The somber practice was nearly complete when a solitary figure, Bill Schaffer, the Yale student manager, trotted through the midfield portal and headed directly to Pont.

No words were necessary. The decision was made. Yale’s abbreviated practice ended as quietly as it had begun.
The crisp afternoon turned to a rainy evening, merriment to mourning, bitterness and frustration that such an event could happen. It seemed an eternity for this empty weekend, once so filled with promise, to run its course.
News came that The Game would be played on Saturday, Nov. 30.

“The following week was a downer for everyone,” said Carm Cozza, Yale’s backfield coach 50 years ago who succeeded Pont in 1965 and coached the Elis for the next 32 years.

Pont, who left Yale after two seasons to be Indiana’s head coach, recalled, “We tried not to dwell on what had happened but the squad had none of the zip we had seen the week before.

Thanksgiving Day came and went. The long, long week of mourning slipped away. Saturday arrived and football, the signal that a semblance of normalcy was returning, provided a focus.

The weather was blustery, cloudy and raw. For the better part of the first quarter Pont wondered if his team would recapture what had been kindled, then smothered.

Yale had fumbled twice. Harvard took a 6-0 lead. Then Bill Henderson, a junior halfback from Chicago, returned the Crimson kickoff from his end zone to Harvard’s 21.

The spark was rekindled. Yale’s line opened massive holes for fullback Chuck Mercein and halfbacks Randy Egloff and Jim Howard. Brian Rapp directed the relentless ground game that wore out Harvard, 20-6.

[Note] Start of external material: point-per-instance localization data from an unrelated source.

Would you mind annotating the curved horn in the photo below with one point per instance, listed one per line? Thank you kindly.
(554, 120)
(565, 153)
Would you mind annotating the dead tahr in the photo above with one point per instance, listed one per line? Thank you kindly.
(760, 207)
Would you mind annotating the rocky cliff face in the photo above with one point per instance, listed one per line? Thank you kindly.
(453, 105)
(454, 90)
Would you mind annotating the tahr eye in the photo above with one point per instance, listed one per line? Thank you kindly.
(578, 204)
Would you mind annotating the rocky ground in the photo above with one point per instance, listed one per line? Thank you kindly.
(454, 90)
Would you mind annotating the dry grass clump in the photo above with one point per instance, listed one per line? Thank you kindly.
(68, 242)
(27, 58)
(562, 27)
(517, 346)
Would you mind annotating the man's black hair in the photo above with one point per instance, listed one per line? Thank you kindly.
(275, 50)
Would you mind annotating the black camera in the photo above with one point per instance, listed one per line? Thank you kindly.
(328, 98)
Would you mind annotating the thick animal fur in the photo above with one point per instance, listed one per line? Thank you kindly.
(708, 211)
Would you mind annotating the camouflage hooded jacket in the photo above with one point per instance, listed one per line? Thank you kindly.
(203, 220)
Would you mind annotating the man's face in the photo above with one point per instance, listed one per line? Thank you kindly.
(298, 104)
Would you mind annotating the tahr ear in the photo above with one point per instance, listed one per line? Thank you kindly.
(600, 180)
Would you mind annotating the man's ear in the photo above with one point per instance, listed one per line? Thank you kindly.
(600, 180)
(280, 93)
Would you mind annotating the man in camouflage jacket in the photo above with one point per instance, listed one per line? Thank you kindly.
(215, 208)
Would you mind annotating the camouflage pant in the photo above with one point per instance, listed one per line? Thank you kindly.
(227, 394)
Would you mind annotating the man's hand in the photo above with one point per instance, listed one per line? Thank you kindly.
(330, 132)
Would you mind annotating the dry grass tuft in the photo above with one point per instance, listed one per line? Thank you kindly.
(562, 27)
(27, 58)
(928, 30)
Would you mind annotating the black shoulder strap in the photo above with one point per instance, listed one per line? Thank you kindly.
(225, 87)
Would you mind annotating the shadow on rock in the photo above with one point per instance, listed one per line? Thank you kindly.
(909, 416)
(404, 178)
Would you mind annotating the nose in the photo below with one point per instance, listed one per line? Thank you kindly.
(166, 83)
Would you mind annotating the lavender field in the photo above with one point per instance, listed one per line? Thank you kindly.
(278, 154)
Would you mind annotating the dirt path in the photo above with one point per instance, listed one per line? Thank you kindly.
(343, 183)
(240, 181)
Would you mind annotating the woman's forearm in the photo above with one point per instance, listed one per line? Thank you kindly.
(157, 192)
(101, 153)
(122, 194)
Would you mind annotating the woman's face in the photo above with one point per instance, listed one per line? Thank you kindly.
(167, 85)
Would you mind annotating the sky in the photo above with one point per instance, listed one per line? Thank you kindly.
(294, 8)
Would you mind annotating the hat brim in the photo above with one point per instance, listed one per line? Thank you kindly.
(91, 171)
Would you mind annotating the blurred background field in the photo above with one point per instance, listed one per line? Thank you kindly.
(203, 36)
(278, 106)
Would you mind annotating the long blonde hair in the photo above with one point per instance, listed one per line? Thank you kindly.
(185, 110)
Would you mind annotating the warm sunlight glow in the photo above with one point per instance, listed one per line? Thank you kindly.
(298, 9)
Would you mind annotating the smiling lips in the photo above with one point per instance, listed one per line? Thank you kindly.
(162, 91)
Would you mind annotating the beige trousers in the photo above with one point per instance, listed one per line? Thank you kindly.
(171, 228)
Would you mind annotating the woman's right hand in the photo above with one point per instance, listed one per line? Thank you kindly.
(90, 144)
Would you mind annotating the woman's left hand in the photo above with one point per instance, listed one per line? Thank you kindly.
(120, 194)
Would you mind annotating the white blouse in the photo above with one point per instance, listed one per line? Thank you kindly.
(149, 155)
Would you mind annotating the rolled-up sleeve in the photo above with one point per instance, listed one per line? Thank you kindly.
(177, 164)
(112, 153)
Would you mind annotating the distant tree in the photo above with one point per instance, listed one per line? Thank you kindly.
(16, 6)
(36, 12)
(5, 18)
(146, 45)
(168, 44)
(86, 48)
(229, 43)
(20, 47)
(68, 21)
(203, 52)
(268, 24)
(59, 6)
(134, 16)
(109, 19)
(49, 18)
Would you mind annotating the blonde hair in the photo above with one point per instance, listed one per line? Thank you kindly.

It should not go unmentioned that Hendo was also a star player at the DKE bar presided over by Steward Jason Pierce at 232 York Street. Certain escapades had us all in trouble one way or another with the Yale authorities. Hendo even got himself suspended from the football team, but he persevered and worked his way back in to coach Pont and backfield coach Carm Cozza’s good graces and produced his stellar contributions to the 63’ and ’64 teams.

After graduation, Bill was off to a good start on adulthood with wife Sharon and a new baby girl. I did not follow his professional career other than stopping by periodically to his State Street condo and hitting the bars on Rush Street when I was in Chicago.

Suffice it to say, he was a good friend to us all and a good student as well. In his later life, his prospects dimmed and his mental health failed him which led to his untimely death. Ironically, he died on the same day as Bob Greenlee (Captain of the ’65 Football team and also from Chicago).